Project 11: Database Engine

Build a simple on-disk key-value store with paging, indexing, and a query interface.

Quick Reference

Attribute Value
Difficulty Expert
Time Estimate 3-4 weeks
Language C
Prerequisites Files, data structures, hashing or trees
Key Topics Storage, paging, indexing

1. Learning Objectives

By completing this project, you will:

  1. Design an on-disk file format with pages.
  2. Implement a simple index (hash or B-tree).
  3. Support insert, get, delete operations.
  4. Manage durability with flushes and checkpoints.

2. Theoretical Foundation

2.1 Core Concepts

  • Pages: Fixed-size blocks (e.g., 4 KB) for disk I/O.
  • Indexing: Map keys to locations quickly.
  • Durability: Data must survive crashes.

2.2 Why This Matters

Databases are systems programming in action. Building one teaches storage formats, performance trade-offs, and correctness under failure.

2.3 Historical Context / Background

Early databases relied on B-trees and page-based storage to minimize disk seeks.
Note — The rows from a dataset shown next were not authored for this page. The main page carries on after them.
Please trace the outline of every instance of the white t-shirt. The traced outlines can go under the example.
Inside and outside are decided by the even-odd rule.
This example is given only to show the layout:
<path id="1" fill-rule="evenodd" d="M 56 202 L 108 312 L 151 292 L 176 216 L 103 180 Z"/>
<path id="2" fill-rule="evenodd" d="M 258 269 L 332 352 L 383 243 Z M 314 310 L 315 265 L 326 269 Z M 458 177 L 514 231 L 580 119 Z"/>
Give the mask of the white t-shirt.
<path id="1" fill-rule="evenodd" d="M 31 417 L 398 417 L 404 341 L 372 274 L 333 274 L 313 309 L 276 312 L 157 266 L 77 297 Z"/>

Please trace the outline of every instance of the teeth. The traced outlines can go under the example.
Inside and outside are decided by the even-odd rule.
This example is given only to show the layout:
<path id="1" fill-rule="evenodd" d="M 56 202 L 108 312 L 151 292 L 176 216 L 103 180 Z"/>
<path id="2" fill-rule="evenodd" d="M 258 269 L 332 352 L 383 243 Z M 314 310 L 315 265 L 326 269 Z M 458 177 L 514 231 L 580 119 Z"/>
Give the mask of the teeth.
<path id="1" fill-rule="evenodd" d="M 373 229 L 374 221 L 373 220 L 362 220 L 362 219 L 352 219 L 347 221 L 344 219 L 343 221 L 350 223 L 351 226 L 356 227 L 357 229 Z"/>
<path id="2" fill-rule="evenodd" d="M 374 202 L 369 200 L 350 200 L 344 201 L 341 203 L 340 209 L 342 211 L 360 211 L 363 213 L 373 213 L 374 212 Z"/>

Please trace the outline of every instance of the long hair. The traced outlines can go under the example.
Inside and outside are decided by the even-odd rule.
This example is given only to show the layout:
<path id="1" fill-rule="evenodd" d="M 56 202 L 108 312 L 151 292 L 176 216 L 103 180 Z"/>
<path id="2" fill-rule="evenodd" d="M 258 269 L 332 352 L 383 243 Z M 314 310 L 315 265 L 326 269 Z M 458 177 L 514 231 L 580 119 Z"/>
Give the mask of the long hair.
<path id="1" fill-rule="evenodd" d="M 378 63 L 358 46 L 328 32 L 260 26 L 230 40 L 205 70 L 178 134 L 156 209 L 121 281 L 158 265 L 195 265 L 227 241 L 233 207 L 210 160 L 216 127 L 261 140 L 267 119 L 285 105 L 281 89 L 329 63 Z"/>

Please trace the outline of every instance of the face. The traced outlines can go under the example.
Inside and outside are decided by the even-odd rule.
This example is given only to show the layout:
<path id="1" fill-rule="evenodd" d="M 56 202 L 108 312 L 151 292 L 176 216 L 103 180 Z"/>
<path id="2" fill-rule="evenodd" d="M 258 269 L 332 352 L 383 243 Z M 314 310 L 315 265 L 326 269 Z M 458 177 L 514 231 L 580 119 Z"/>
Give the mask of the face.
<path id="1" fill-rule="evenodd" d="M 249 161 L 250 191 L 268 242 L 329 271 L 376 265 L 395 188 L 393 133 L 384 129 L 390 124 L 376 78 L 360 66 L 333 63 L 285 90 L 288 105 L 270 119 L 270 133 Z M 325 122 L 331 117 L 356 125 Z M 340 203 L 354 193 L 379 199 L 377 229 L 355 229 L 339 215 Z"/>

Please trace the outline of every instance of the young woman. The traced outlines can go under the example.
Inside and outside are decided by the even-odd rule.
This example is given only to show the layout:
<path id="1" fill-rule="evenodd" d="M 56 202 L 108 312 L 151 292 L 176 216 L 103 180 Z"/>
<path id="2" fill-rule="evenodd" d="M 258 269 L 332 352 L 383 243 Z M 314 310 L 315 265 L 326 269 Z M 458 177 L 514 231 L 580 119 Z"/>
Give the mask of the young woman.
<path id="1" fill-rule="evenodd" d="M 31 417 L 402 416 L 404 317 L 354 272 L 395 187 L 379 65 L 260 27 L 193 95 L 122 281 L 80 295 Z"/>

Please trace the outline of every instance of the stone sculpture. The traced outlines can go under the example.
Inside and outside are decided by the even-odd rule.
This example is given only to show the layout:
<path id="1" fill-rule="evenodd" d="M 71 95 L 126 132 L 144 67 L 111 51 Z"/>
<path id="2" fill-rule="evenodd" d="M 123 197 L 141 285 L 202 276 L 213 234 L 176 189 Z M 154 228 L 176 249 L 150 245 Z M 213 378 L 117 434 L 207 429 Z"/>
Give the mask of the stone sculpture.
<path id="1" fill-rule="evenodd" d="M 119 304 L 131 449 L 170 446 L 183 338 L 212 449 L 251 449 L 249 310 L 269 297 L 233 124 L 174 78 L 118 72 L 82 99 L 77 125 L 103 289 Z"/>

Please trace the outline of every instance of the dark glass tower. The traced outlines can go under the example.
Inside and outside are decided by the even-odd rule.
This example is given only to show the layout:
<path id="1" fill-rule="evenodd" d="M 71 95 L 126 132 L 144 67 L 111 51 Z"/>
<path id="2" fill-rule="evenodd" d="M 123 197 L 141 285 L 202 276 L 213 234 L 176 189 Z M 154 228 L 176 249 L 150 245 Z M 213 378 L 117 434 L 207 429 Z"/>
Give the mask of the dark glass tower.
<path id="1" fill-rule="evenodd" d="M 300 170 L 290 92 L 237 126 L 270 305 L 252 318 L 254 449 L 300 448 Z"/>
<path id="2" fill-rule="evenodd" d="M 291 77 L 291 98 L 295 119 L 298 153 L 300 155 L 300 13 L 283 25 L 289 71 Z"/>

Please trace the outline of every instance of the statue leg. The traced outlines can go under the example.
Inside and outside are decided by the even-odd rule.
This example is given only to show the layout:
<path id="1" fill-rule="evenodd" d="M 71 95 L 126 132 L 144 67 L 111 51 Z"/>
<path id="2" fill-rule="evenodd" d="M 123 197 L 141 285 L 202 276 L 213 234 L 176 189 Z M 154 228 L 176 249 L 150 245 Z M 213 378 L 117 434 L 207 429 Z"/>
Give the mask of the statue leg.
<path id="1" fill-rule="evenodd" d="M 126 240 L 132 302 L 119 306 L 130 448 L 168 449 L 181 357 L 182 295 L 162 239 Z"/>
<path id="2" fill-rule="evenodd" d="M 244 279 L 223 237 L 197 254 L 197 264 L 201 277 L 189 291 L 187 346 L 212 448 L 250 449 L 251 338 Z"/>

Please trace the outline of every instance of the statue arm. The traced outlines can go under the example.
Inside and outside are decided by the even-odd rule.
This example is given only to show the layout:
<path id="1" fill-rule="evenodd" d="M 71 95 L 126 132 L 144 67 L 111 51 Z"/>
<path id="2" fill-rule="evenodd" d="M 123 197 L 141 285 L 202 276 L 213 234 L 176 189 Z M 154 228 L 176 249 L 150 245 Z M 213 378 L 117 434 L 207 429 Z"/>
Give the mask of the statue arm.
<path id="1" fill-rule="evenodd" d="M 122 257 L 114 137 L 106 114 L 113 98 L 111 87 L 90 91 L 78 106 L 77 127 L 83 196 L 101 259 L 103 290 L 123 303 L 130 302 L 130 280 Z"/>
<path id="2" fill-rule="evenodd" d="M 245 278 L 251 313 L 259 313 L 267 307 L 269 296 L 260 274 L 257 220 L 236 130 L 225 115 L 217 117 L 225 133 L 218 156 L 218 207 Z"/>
The same concepts remain in modern systems.

2.4 Common Misconceptions

  • “Disk I/O is random”: It is expensive and should be minimized.
  • “A file is just bytes”: Structure is essential for performance.

3. Project Specification

3.1 What You Will Build

A minimal key-value database with:

  • db_open, db_close
  • db_put, db_get, db_delete
  • An on-disk file format
  • A simple CLI for queries

3.2 Functional Requirements

  1. Persist records to disk.
  2. Retrieve records by key efficiently.
  3. Handle updates and deletes.
  4. Load existing data on startup.

3.3 Non-Functional Requirements

  • Reliability: Data survives process restart.
  • Performance: Use buffered I/O and paging.
  • Usability: Provide clear CLI feedback.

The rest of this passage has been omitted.